Le questioni in campo non riguardano solo l’avanzamento dell’età media di tutta la popolazione, ma anche le trasformazioni sociali ed economiche che vengono vissute e subite ogni giorno. I modelli organizzativi spesso connessi all’erogazione di servizi, con alta qualità e un crescente livello di specializzazione. Nello studio si sottolinea anche come i volontari che decidono di aderire a una associazione dedicano sempre meno tempo e continuità a tale azione. Per questo molte organizzazioni sono concentrate sul ripensamento organizzativo come conseguenza di un nuovo ruolo per gli enti del terzo settore, per essere anche luoghi di aggregazione. Un cantiere sempre aperto per rendere le organizzazioni più aperte e orizzontali perché il volontariato non sta scomparendo, si sta rinnovando, rispondendo alle trasformazioni che l’intera società vive giorno dopo giorno.

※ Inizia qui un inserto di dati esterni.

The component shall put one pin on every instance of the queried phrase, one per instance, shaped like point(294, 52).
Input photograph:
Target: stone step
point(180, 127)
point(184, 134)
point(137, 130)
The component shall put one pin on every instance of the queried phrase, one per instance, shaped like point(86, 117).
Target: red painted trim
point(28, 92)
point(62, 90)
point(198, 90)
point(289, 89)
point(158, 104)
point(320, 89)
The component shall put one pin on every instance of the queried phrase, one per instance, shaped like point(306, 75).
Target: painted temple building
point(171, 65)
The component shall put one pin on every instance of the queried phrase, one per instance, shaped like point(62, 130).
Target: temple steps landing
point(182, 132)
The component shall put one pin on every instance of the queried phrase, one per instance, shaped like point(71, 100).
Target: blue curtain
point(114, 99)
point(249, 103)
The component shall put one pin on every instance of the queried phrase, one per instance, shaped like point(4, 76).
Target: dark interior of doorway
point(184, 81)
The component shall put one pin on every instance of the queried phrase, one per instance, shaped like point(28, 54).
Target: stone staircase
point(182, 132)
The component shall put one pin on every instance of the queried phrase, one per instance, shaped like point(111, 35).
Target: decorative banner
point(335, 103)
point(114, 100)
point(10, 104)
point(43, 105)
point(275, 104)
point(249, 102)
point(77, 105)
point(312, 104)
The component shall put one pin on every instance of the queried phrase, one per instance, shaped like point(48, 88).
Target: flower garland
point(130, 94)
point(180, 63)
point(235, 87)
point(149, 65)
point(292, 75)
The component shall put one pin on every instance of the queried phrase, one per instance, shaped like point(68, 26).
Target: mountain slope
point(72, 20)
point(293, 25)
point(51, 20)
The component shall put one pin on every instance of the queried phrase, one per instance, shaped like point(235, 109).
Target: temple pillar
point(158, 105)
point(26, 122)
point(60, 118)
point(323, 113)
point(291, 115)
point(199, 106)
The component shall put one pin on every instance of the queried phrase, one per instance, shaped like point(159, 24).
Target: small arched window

C’è la forte esigenza di partecipare con forme di impegno nuove e meno rigide, una maggiore flessibilità che impone spesso anche un ripensamento delle azioni messe in campo. Le associazioni stanno facendo i conti con queste trasformazioni, modificando e adattando il proprio modo di fare per rimanere il punto di riferimento di chi vuole contribuire a rendere più giusta, equa e sostenibile la comunità in cui vive. Non per sottrarsi alle responsabilità che la cittadinanza attiva richiede, ma per rafforzare le capacità relazionali con le persone e le comunità e non dover finire a fare i conti con le difficoltà di gestione del tempo e dei compiti che il volontariato richiede. Una responsabilità che il volontariato stesso ha in mano per mantenere quella fiducia che i giovani gli riservano.